三浦しをん 神去なあなあ日常

神去なあなあ日常

神去なあなあ日常

 おもしろかった。仕事に就けないひとがたくさんいるというニュースを良くききます。そのニュースの中で、どこかの林業のひとたちが人員を募集したのに、すぐにやめてしまったとの話がありました。たぶん、体力的にも、環境的にも大変なのでしょう。その一部がこの話の中で描かれています。こういった世界は、年少のころからなじんでいないとはいりにくいのかもしれません。作中でも、主人公がよそ者扱いされています。それは、あるできごとをきっかけになくなるのですが、そんなことがタイミングよく起きることもあまりない。それに、主人公が比較的受け入れられたのはもうひとつ理由がある(のではないかとおもっています)。
 小さいころはなにかしらの職人になりたいとおもっていました。
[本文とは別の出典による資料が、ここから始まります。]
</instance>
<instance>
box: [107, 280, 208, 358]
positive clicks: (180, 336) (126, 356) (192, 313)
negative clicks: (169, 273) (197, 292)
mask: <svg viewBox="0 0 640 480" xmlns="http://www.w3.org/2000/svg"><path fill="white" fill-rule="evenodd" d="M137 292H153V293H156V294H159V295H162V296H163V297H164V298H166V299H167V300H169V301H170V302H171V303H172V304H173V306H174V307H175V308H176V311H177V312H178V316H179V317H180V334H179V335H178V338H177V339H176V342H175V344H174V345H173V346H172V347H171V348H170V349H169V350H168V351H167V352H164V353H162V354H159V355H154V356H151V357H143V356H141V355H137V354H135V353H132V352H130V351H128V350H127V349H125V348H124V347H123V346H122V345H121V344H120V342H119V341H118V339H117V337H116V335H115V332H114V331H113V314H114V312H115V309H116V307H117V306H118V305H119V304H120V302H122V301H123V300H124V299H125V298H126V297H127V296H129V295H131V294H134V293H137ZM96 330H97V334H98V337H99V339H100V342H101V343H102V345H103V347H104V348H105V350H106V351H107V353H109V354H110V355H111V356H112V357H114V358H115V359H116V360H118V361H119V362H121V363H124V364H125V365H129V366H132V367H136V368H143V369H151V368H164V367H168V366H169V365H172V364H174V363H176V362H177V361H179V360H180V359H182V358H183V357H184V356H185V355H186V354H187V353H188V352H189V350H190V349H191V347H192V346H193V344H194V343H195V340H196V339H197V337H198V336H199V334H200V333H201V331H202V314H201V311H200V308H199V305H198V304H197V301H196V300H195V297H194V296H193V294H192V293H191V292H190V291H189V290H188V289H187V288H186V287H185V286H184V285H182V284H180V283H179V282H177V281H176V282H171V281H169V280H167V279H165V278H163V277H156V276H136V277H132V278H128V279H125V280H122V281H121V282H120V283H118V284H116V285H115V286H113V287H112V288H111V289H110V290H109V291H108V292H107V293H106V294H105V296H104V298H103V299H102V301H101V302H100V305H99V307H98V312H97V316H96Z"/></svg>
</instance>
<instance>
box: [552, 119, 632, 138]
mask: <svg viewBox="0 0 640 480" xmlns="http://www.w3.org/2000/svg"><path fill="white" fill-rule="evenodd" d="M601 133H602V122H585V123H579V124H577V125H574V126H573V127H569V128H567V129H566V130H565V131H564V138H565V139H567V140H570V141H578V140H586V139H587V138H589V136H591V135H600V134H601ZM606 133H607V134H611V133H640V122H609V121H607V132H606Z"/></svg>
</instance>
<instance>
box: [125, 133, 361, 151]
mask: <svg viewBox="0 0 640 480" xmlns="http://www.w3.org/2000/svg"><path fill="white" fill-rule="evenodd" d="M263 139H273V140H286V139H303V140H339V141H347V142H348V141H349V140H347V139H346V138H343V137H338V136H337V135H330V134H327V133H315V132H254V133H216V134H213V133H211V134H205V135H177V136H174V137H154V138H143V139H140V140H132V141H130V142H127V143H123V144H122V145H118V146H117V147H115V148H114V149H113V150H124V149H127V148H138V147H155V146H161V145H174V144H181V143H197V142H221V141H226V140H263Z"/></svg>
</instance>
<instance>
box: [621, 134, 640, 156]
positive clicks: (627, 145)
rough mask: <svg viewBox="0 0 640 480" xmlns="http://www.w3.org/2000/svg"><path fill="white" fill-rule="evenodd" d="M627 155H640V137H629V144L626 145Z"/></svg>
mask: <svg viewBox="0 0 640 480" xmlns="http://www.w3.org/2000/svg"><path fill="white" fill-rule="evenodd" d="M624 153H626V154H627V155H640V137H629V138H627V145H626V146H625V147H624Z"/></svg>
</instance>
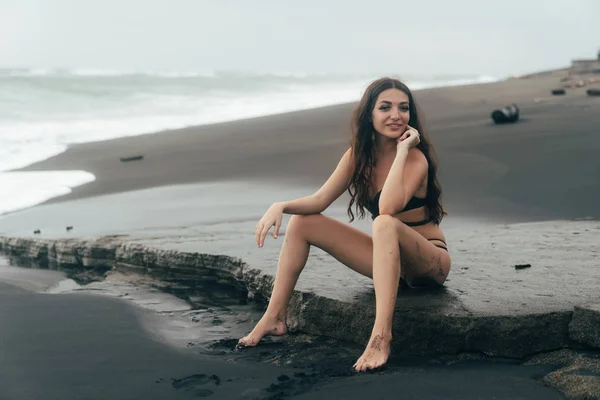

いまでも、身につけられるのならなりたいくらいです。まあ、ある意味職人のようなことをしているともいえますが。ただ、林業には入れたらはいりたいか、というとそうはおもいません。虫が苦手だし。語り部ではないもうひとりの主人公、ヨキも、豪快なのはいいのですがなじめるかなあ、などと考えてしまいます。
 ただ、そういった人たちがいてくれるからこそ森が保たれているし、質の良い木が手に入れられるのだということは理解しています。正直、中年期にさしかかった、やや若者が入るにはハードルが高い分野だとおもいますが、何とかこれらの知識や技術を受け継いで欲しいな、とおもいました。